Written on
December 12, 2005 – 3:27 am | by Devon
Here’s another news snippet, this one from today’s Google Alert for intellectual property and copyright: Newsday.com: Just Google ‘thou shalt not steal’.
I really disagree with much of this excerpt:
“Most writers don’t leave much money when they die, but many of them leave copyrights. My father was a writer, and his estate primarily consists of copyrights that yield enough income to support my 87-year-old mother.
Copyright is generally limited to the life of the writer plus 70 years. After that, the work goes into the public domain and is available to everyone. The Copyright Statute also includes a “fair use” clause, so that a few lines or phrases of a writer’s work can be used as illustration by someone else. The amount of words that constitute fair use varies according to court case. At present, it is 400 words.
Enter Google, the hip, incredibly profitable corporation whose motto is “Do No Evil.” Google doesn’t like the copyright laws as they have existed for centuries. Google wants the rights to store all the books in the world in its Google Library program, and the company doesn’t want to pay for that right.”
a few thoughts here:
Notice how the author uses the mother to invoke some sort of empathy?

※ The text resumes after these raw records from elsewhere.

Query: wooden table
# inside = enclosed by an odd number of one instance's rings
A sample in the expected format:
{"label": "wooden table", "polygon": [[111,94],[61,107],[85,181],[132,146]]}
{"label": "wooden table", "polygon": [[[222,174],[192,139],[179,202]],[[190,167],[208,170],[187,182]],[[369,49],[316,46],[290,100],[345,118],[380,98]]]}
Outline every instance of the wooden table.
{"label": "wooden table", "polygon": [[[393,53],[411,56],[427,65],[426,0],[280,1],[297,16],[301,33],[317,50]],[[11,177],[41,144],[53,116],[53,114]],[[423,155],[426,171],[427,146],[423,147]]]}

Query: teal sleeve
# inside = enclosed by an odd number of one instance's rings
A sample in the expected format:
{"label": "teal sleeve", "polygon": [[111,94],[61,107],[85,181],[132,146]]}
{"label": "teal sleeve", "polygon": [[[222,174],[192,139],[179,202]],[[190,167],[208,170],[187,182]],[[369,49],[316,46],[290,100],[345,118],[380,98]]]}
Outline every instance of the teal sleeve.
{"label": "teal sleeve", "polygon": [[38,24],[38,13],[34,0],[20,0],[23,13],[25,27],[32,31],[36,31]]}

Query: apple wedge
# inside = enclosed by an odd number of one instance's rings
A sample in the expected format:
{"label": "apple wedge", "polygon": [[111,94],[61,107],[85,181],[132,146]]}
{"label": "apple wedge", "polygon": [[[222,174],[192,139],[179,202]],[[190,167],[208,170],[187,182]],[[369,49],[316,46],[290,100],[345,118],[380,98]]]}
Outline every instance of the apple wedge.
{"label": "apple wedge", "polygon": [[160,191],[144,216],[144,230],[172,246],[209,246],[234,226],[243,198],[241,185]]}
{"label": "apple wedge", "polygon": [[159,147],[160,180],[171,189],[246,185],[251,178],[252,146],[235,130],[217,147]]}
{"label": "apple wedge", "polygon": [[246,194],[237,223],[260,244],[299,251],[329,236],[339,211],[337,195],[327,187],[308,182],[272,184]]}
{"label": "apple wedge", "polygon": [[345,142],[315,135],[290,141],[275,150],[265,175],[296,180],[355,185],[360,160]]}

Life plus seventy is not exactly a limited period of time – it’s not like works are protected for five minutes and then, hey, everyone gets to access them – life plus seventy functionally puts all works created behind the copyright wall for the life of intended readers and their kids and maybe their grandkids. Yep, that’s limited and available to everyone.
Last, but not least, copyright for centuries? I am not a lawyer, and all of my copyright knowledge comes from reading Title 17, Lessig, Litma, Vaidhyanathan, and news articles and accounts of domestic and international IP law and policy. And I do know that, though copyright has indeed been around for centuries, this life plus seventy thing is pretty darn recent (thanks, Disney) – and also, the United States itself was a pirate nation reprinting unauthorized versions of international texts for quite some time. We are relative newbies to this whole protectionist approach to copyright, actually, but we have taken to it, now that we know we can make money at it. That’s American ingenuity for you.
I think the author does have some valid points, and I am somewhat with her on her conclusion. I read something recently maybe in Lessig that talked about when the law and the common beliefs of average citizens are at odds, there is a crisis. And we seem to be there with copyright and online materials. The law says it’s illegal, Average Joe thinks it’s legal, and Google argues that even if it isn’t legal it should be. Disconnect. Problems. I also, though, would like to know how Google would react if some corporate entity wanted to take their intellectual property, archive it, and make it available online, all without compensating them – and then claim that the effort assists Google.